Kelp Mushroom Relish

What to do with Kelp?  Has this question been bothering you too?  If the answer is no, you probably haven't yet made dashi -- the sea stock that is the foundation of many Japanese dishes.  First of all, what is kelp (or kombu in Japanese)?  It is a sturdy seaweed used to make stock.  After 5 years of throwing it in the trash I finally have a solution to this persistent problem -- Kelp and Mushroom relish.    This is another wonderful idea I got out of Washoku cookbook by Elizabeth Andoh.

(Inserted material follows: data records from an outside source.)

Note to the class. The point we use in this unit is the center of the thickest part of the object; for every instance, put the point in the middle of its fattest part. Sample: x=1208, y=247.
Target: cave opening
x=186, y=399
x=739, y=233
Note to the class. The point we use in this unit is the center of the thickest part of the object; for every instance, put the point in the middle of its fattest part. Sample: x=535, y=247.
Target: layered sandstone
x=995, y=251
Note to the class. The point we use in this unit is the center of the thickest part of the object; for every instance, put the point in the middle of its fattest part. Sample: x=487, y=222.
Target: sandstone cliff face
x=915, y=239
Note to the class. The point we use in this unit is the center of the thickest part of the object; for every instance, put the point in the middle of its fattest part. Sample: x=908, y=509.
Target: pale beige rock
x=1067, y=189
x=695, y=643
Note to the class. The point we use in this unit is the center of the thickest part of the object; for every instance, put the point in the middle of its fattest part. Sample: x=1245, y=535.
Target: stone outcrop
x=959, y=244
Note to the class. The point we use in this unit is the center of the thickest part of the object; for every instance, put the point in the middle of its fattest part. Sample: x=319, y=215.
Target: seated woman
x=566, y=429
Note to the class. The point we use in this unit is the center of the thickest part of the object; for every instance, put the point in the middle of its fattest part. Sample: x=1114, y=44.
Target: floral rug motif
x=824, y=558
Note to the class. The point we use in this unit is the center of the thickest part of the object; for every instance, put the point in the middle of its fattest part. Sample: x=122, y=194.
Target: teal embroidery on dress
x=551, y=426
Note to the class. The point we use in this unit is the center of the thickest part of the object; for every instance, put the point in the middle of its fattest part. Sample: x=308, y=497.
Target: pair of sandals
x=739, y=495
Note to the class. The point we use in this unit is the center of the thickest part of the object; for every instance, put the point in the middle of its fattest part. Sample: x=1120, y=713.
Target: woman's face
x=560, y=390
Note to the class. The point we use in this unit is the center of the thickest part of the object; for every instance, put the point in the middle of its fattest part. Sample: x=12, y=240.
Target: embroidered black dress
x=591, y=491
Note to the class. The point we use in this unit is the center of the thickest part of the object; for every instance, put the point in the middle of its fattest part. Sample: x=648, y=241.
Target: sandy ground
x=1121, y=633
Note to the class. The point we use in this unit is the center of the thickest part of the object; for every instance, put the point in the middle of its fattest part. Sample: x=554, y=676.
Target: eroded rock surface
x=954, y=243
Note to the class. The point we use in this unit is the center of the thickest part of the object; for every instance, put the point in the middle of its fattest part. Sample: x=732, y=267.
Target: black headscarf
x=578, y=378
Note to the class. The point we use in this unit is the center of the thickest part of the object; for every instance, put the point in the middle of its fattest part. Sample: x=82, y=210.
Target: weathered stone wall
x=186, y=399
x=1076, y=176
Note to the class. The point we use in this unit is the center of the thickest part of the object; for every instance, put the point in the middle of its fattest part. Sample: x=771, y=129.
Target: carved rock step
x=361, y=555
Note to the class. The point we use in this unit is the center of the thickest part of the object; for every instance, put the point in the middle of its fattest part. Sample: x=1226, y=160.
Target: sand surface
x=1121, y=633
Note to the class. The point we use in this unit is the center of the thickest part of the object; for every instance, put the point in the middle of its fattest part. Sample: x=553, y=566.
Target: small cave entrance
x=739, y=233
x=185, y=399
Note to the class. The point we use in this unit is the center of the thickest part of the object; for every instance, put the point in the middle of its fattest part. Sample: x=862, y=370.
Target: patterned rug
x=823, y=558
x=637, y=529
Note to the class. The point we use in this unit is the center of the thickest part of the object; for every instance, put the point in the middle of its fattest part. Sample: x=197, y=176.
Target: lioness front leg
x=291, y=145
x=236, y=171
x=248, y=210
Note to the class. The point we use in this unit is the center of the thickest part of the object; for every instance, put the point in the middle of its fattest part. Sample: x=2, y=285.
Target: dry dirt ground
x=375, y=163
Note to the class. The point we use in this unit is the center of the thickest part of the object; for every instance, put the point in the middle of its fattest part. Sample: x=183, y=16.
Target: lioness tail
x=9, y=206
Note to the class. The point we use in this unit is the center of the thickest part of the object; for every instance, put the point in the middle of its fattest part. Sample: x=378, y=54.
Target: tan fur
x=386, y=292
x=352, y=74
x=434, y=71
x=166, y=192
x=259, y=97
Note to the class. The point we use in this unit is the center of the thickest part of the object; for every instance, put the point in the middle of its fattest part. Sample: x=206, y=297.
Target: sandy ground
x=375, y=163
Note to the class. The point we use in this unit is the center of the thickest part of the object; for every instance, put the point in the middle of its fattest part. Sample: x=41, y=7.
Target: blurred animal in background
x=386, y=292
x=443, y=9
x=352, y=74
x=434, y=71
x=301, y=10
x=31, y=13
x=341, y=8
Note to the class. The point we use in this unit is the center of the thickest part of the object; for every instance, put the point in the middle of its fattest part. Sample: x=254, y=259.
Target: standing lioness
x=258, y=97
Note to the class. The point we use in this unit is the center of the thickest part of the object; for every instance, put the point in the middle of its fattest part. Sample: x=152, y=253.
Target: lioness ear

The recipe calls for enoki mushrooms.  I was able to find them at Miso market in Cambridge, but wouldn't be surprised if Russo's in Watertown carries them too.  This was my first time working with enoki.  If Alberto Giacometti made a sculpture of a mushroom, it would look like enoki -- exceptitonally tall and thin.  But if you don't have enoki on hand, try shiitake mushrooms, sliced paper thin.

The resulting relish is an umami bomb.  It has a fabulous balance between saltiness and sweetness with a pleasant little tang from the vinegar.  We ate it warm over rice and stuffed chilled leftovers into onigiri (rice balls that are the Japanese equivalent to a European sandwich).

A note about ingredients:
If you don't make dashi often, and don't have enough kelp, you can cut the recipe in half, or simply pour boiling water over kombu and let it sit for a few minutes.  Buy real sake in a wine store, not "sake for cooking."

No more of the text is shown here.